Why, then, is the Prime Minister apparently taking such a risk now? There are two reasons: Andrew and Lansley. Before the election, the Health Secretary's brief from Mr Cameron was to keep a lid on health and get the professionals onside. He achieved the latter by pledging to scrap Labour's targets and promising no more top-down reorganisations.

True, Mr Lansley did talk about practice-based commissioning, but the full implications were not spelt out. Now the professionals queue to attack yet another top-down reorganisation. Mr Cameron argues, unconvincingly, that it is a "bottom-up" one.

In the Commons this week, Mr Lansley joined the Blair fan club, presenting his changes as evolution not revolution, a continuation of his market-based reforms such as payment-by-results, all hospitals having foundation status and GP commissioning.

Cameron allies suggest he is quite happy to have a row about the reforms (he prefers the word "modernisation" these days) because it shows his Government is not just about cuts, cuts and more cuts. It is a high-risk strategy.

Although the plans do decentralise power, they may not devolve blame when things go wrong. Mr Lansley may deserve credit for handing over the reins to an independent commissioning board. But have public expectations really changed since Aneurin Bevan, the founder of the NHS, said he wanted a bedpan dropped in a hospital corridor to reverberate in Whitehall?

Mr Lansley should ask Patricia Hewitt, Labour's former health secretary. She inherited what was euphemistically called a "reconfiguration" exercise to balance the books, which in practice meant hospital closures. She came through the firestorm, just.

Yet Labour doubled the NHS budget. If the Coalition injects more market forces, there will be a lot more reconfiguring to do at a time when the budget is (at best) at a standstill due to the pressures of medical advances and an ageing population.

Doing more for less will mean more rationing. Who or what will get the blame when a local hospital runs out of money and faces closure? Patient choice? I don't think patients will blame themselves. The GP consortiums? I doubt it. The Government? Almost certainly. The same applies on waiting times, surely bound to rise as targets are abolished. Mr Lansley will surrender the power to intervene, but that will not stop the public clamour for him to do so when services fail.

Tory MPs who have thought through the reforms smell danger. "We are playing with fire," said one senior backbencher.
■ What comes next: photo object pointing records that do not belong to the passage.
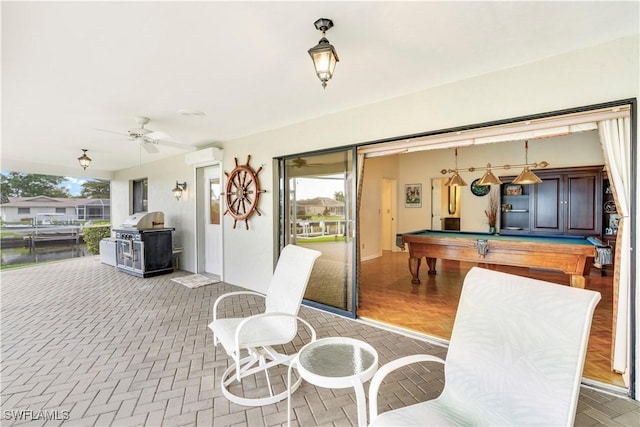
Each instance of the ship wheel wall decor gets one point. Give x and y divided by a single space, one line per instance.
243 192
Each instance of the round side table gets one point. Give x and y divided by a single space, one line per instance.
336 362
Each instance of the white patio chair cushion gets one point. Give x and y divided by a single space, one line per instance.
255 335
515 357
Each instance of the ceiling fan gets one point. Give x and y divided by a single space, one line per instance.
149 139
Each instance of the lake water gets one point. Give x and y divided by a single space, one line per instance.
14 256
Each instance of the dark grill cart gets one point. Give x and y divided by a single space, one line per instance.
144 246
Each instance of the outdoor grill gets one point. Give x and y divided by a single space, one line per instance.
144 245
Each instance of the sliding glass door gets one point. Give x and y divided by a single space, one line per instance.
317 194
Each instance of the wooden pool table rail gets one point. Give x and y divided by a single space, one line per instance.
572 259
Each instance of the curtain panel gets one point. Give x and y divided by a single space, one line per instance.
615 136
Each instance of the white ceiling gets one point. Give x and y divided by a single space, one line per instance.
71 68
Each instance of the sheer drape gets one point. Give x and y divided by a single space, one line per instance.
615 136
360 180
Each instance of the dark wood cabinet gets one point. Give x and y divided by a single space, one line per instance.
567 201
610 220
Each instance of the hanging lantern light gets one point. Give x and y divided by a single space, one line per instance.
84 160
323 54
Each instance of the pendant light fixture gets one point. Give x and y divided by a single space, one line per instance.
455 180
526 176
178 189
489 178
323 54
84 160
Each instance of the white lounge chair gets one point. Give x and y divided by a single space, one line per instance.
515 357
256 335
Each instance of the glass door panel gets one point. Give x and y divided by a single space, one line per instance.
317 212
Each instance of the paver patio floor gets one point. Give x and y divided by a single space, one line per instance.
87 345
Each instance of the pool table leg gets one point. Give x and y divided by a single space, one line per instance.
431 262
414 269
577 281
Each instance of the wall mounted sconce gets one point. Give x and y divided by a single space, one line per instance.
323 54
179 188
525 177
84 160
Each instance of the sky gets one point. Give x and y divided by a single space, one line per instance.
308 188
73 184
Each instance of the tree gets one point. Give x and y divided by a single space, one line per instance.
4 189
19 184
98 189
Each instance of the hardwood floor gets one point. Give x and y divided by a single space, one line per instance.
387 295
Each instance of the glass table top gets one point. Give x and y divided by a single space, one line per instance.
336 359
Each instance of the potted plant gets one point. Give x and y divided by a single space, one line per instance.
492 211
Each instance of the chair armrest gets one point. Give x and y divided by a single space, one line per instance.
261 316
385 370
230 294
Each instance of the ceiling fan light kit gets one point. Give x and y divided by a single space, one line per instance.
150 139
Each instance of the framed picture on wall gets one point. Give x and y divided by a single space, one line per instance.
413 195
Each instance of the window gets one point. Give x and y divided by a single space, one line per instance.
139 195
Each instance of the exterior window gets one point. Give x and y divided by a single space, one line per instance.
139 195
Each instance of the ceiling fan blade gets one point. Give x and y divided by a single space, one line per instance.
110 131
149 147
162 138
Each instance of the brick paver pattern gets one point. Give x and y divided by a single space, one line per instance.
86 345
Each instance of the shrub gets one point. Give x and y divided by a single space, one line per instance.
93 235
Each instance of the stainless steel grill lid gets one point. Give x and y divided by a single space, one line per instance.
144 221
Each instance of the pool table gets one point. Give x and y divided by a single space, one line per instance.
571 255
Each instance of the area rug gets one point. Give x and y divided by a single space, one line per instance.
194 280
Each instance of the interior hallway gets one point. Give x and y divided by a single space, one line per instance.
387 295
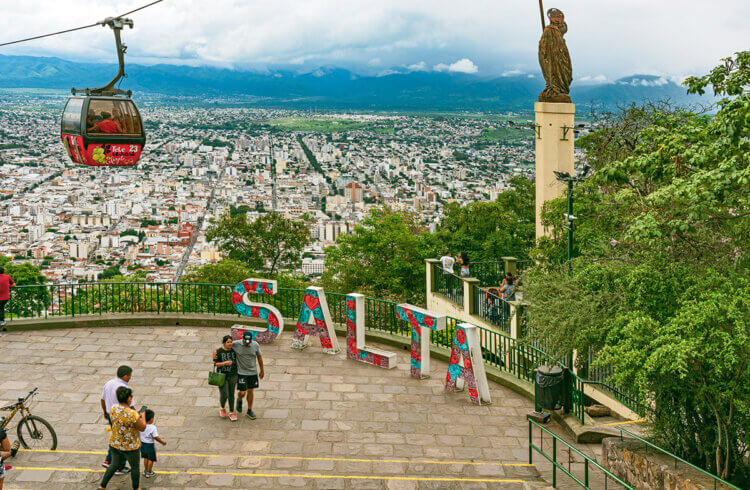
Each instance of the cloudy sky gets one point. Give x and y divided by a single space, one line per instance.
607 38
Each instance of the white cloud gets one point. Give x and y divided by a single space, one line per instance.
464 65
421 66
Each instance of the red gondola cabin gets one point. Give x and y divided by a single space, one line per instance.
102 131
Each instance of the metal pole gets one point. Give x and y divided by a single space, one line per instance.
570 226
541 12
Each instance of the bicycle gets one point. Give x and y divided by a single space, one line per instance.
33 432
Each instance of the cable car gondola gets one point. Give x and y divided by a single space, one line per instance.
102 127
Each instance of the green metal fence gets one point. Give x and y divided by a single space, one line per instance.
489 273
717 482
593 474
56 300
449 285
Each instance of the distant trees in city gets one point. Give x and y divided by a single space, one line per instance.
269 243
660 289
383 257
493 229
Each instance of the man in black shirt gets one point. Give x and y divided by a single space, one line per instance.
6 451
225 360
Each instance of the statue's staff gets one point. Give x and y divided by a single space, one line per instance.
541 12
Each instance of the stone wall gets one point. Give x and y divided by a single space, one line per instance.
644 468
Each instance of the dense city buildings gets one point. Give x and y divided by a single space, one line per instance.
81 223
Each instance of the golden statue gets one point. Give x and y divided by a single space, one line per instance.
555 59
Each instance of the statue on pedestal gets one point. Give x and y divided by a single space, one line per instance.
555 59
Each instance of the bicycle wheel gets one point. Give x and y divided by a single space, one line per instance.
36 433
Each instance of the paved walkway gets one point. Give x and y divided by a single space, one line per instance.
323 421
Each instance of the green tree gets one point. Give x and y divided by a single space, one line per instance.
383 257
660 288
26 301
268 244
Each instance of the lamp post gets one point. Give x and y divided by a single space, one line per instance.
569 217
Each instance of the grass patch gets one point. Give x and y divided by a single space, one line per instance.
506 135
323 125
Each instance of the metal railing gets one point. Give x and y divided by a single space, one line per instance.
489 273
717 482
491 307
597 374
602 478
70 300
447 284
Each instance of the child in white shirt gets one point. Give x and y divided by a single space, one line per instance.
148 449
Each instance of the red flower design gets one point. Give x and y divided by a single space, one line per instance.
454 357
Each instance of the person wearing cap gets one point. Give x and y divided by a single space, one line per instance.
249 361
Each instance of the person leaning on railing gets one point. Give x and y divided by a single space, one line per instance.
6 282
125 438
6 451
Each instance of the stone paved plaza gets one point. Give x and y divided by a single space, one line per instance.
325 421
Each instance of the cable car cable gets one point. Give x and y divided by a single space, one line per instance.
78 28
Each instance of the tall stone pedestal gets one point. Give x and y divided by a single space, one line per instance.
554 152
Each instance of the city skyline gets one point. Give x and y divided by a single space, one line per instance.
478 38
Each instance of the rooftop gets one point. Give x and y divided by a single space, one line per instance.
323 421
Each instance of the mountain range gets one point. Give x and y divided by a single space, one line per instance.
335 88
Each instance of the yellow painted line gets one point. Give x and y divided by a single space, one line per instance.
301 458
289 475
623 423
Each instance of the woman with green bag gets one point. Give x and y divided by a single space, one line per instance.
225 360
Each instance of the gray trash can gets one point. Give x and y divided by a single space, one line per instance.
549 387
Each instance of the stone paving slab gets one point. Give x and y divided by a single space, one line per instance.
317 415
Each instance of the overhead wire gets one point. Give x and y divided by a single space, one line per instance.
77 28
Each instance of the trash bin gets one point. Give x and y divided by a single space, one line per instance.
549 387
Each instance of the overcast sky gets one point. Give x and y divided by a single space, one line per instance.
607 38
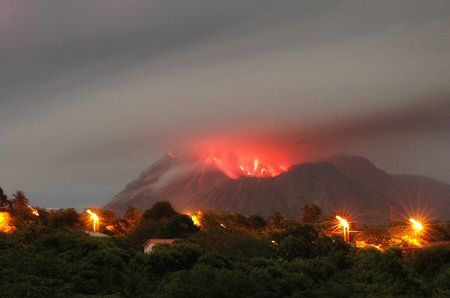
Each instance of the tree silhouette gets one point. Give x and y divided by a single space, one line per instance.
311 213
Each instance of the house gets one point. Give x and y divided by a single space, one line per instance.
150 243
92 234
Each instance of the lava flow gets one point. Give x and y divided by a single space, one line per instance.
250 166
237 158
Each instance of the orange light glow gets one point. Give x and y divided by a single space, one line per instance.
417 225
363 244
6 225
343 223
95 220
197 218
34 211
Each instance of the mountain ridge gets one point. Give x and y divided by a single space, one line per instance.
341 183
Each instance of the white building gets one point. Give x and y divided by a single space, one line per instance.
150 243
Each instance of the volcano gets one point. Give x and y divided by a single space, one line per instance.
339 184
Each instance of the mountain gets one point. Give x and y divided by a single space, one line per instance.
411 193
340 183
169 179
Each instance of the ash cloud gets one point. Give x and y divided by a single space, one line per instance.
91 93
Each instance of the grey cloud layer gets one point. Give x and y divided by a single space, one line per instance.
93 91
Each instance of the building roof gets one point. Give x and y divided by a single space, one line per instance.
92 234
159 241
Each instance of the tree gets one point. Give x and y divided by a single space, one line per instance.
4 202
160 210
311 213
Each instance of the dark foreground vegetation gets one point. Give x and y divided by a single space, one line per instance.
230 256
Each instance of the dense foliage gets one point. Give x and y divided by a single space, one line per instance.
231 256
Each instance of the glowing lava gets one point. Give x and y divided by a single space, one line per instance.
95 220
236 167
6 225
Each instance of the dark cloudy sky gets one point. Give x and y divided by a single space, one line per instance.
91 92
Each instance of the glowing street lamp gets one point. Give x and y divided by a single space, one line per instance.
95 220
416 225
345 228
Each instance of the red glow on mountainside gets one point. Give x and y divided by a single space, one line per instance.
237 158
No one would be happier than Labour if the next election becomes a referendum on the NHS. Just as Labour has lost its hard-won trust on the economy, the reforms could easily revive fears that the Tories are not to be trusted on health, which Mr Cameron has worked so hard to allay.

Mr Cameron and Mr Lansley will portray Labour as wanting to pump in extra money while being against modernisation. "Spending bad, reform good" will be their message. Yet there are huge risks in sweeping changes when money is so tight. The right lesson from the Blair era is that you need both money and reform. The great NHS shake-up is a gamble Mr Cameron may live to regret.